Willie is about action. He’s about getting out there, working with kids, telling his story, and showing kids that just as you deserve a chance to play hockey, you also deserve a chance to do applied math, to do STEM, to do whatever else you want. Hockey is just the metaphor. And that’s what Willie talks about. But he also is very direct and very open about race. He talks about all the things that he went through, the names he was called, everything that happened to him, because it’s still happening today. That’s at the heart of this movie. This garbage is still happening. I don’t want to get too political, but I really feel strongly about it: we are at the point where foreign entities are pitting Americans against each other using race. Enough now. Let’s talk about race openly. Rwanda, South Africa, Germany, Canada, they all have had direct open public conversations about race. If we do not heal this as a country, shame on us. There’s an open wound that has never been addressed. I’m not smart enough to know the solutions, but I am smart enough to know we need to talk about this stuff. So this is a hockey movie, yes, in small part, but it’s also a movie about being open and direct about race, and Willie does that.
Are you seeing diversity progress in the NHL?
Absolutely.

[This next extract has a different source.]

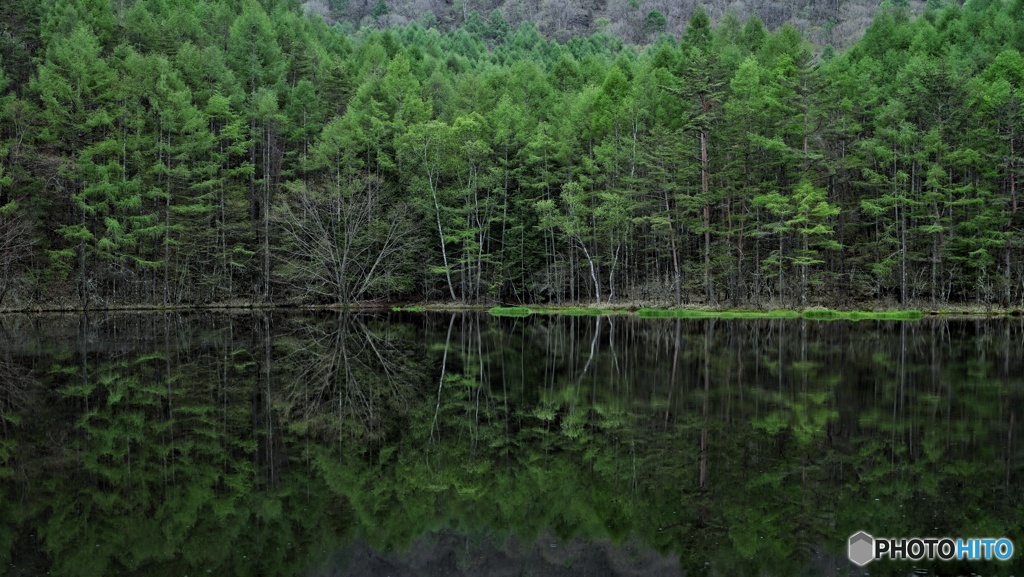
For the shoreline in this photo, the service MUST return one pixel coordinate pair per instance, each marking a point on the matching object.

When I arrived, there was very little diversity effort in the NHL. It didn’t exist. There were two or three black players. Now there are around 30 or 40. And the league has a zero tolerance policy. When stuff happens, they deal with it quickly and effectively. There’s always more to do, and they will acknowledge that, but they’ve come up very strongly as to how they deal with this. It’s an international game. It’s one of the most diverse games there is. It’s just diversity in terms of nationalities rather than race.

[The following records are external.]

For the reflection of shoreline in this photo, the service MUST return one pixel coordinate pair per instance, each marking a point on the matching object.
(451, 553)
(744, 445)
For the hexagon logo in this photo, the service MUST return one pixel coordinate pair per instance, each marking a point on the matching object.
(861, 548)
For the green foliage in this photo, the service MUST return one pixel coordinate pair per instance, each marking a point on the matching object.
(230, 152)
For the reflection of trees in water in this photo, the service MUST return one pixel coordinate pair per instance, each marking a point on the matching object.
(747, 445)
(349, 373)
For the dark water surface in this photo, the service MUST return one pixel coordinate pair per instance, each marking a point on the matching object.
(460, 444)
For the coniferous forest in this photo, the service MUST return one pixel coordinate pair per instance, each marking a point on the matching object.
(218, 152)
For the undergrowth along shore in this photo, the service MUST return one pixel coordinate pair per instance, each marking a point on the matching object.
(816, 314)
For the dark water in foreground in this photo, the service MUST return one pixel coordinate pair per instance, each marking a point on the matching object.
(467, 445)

Did you experience any prejudice when you were at Williston?
I had zero experiences at Williston, on the ice or anywhere else. Other times in my playing career I did, for sure, but nothing at Williston. I got to flourish there. Being able to play a sport every day—soccer, with Ray Brown, probably the best soccer coach I ever had—and then I’d leave the field and go into the Dodge Room and I’d sing with Dick Gregory. You can’t replicate that. And everything was to the highest standards—the teaching, the people, the expectations of how to treat people, from the moment you wake up to the moment you go to bed. That’s Williston. The expectations were so high, and it became a habit to fulfill them. It was just an amazing place. In almost 35 years I have not gone more than two weeks without talking to someone from Williston. That’s the impact it had on my life. You learn as you get older that you get paid in different ways, and my work with Willie, my work making an impact on kids’ lives, doing my best to be kind of a multiplier of opportunity—I had that going into Williston, but it was definitely honed, and defined, and shaped there. So the work I’m doing now is a direct impact from that time.
You raised the money to make this movie in just hours. Why do you think the project had such appeal?

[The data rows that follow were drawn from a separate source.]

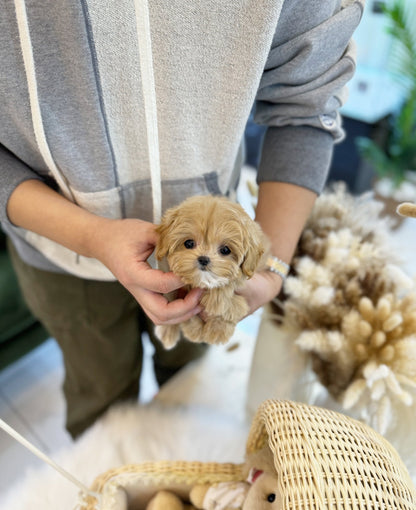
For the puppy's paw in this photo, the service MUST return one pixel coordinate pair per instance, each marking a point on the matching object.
(168, 335)
(238, 308)
(217, 331)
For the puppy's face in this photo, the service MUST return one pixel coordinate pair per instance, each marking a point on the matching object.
(210, 242)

I think it’s a combination of the strength of the message and the timing of the message. We made it clear this was more than a hockey movie. This is about opportunity, perseverance, race—all encapsulated in this one earnest, humble, amazing man. He would have gotten into the Hall of Fame eventually, but he was 82 and a number of us said we have to get this in front of the Hall of Fame for Willie’s sake, so he can enjoy the recognition. It’s also a message that the game is diversifying. This is the guy that led that charge and took all of the abuse and the awful stuff that came with it by being the first. And in this environment right now, I felt it was really important.
You’ve said that hiring Willie to work for the NHL was the best thing you’ve ever done.
Other than my family, it probably is. I’ve been lucky. I’ve done some really fun things. I’ve built and sold companies, to ESPN and Sports Illustrated, and had great returns for people, but in terms of long-term impact, when I am no longer here, yeah, that’s probably the best thing I’ve done.